We headed down the hall: ``The reason why we have to be so quiet is that there are other children learning. Lawrence, this is not jumping time,'' said Mrs. Potter.

At lunch, the class demonstrated the many ways a five-year-old can think of to occupy himself, such as: Make faces. Twirl your bracelets. Kneel on the seat. Toss an apple up and down. Sit solemnly and politely in your lace collar, as others one inch to your immediate left play push with their Rambo and Princess of Power lunch boxes (a new concept in power lunching).

After lunch, Mrs. Potter led all the children back to the class. ``Mrs. Potter has eyes on all sides of her head. She sees everything,'' the teacher said.

Back in the room, Mrs. Potter showed the kids how to take a puzzle out, put it together, and return it nicely, and she gave each child a puzzle to get started.

``Mrs. Potter, can I go play?'' asked Jessica. ``That's what you are doing,'' Mrs. Potter said. ``That's what it's all about.''

Raphael rubbed a wooden plane about on the floor: ``Er. Er. Er,'' he said. Jessica efficiently and correctly scraped the plastic carrot with a plastic knife, then started scraping the plastic pineapple for good measure. Neith, in a pink ruffled dress, started piling dishes in the sink with a great clatter. Christopher found a plastic bug with some cards in it; in his mind the bug became a mailbox. ``Look, the man bought us some tickets,'' he yelled.

``Children this age are very social,'' said Mrs. Potter, keeping an eye on things from the corner of the room. ``They don't have the same inhibitions that adults do. I go into the Stop & Shop and start talking to people -- they'll think I'm crazy. It's all part of the `fabulous fives,' as we call them.''

Mrs. Potter showed mimeographed pictures of leaves and apples to color in; also stop signs and tomatoes -- ``simple stuff that they see every day, but they don't realize that they do have meaning,'' she explained.

All of a sudden your thoughts jump to the weedy schoolyard outside that probably turns brown in winter and dull green in the summer. But inside Mrs. Potter's class, apples are large and round and bright red (or sometimes green or yellow); summer means sandy beaches and shells, autumn means red and yellow leaves, and the seasons change with the beauty and regularity of an ideal world.

``Some children have never had any outside experiences, because their home has many lacks in it,'' Mrs. Potter said. ``So they don't get a chance to see the outside world. . . .

``Part of what I do is set values. The meaning of `yes' and `no,' `please,' `salute the flag' (we didn't do that today), `don't push,' `don't run.' ''

No naps for the little munchkins these days: ``I figure they get 18 hours at home; I've got six hours. Kids are so used to being entertained -- TV entertains them. My job is to stimulate them -- stimulate their minds, stimulate their senses. They can rest at home. . . .

``Actually, for me, the first day isn't the most tiring, it's the last day. You've reached the mountaintop and you have to say goodbye to the kids. . . .

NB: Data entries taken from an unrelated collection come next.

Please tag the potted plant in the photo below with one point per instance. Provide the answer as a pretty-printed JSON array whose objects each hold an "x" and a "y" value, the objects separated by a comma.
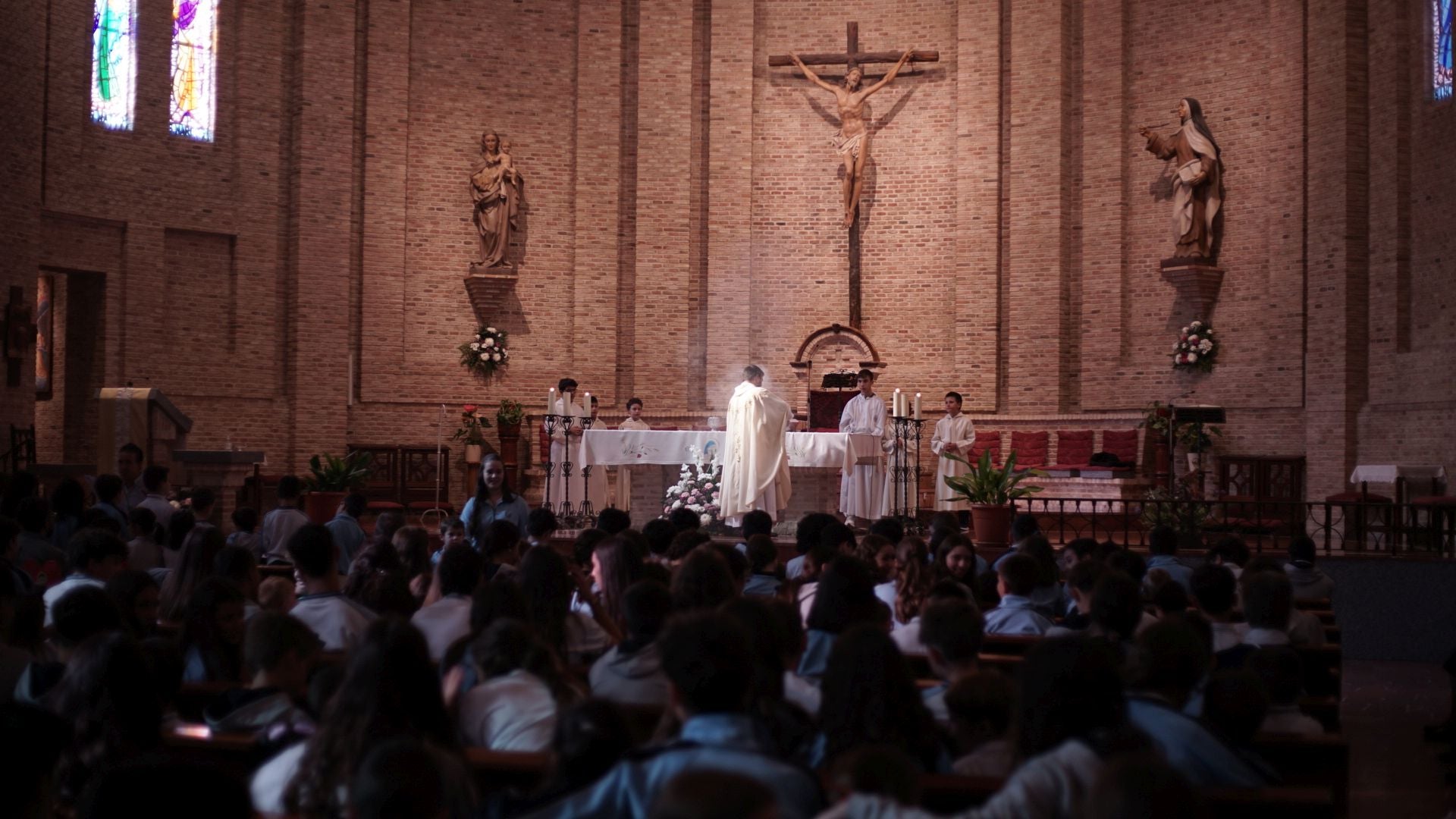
[
  {"x": 509, "y": 419},
  {"x": 990, "y": 490},
  {"x": 1196, "y": 439},
  {"x": 472, "y": 431},
  {"x": 334, "y": 479}
]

``The beginning is exhilarating and the end is fatiguing -- emotionally -- rather than being bone weary, because you have to say goodbye and you have to pack up and leave. They know what's expected of them; they know I'm not going to be their teacher anymore. `I still love you but you're going to have another teacher, another world,' '' she said thoughtfully.

Each kid was sitting at a desk with an apple and a pile of toothpicks, raisins, and marshmallows to make ``space apples.''

Catherine and Neith, who gave the impression of being the sort of little girls who know everything, plainly felt that less is more; their creations were subtle and identical, consisting of two antennae of marshmallows with a raisin at the point.

Raphael finished his quickly and started pretending it was a plane: ``Er. Er. Er.'' Little Calvin, smiling in an uncertain and rather unfocused way, industriously produced perhaps the most magnificent creation, a kind of marshmallow-and-raisin sun.

At 3 it was time for the kids to get their coats, pick up their apples, and head toward the big yellow buses snorting outside. One child had forgotten his apple. ``I'll go get it; excuse me, Chris,'' said Steven, with a graciousness that would have passed muster at Buckingham Palace.

What exists today of civilization is the direct result of the Mrs. Potters of this world.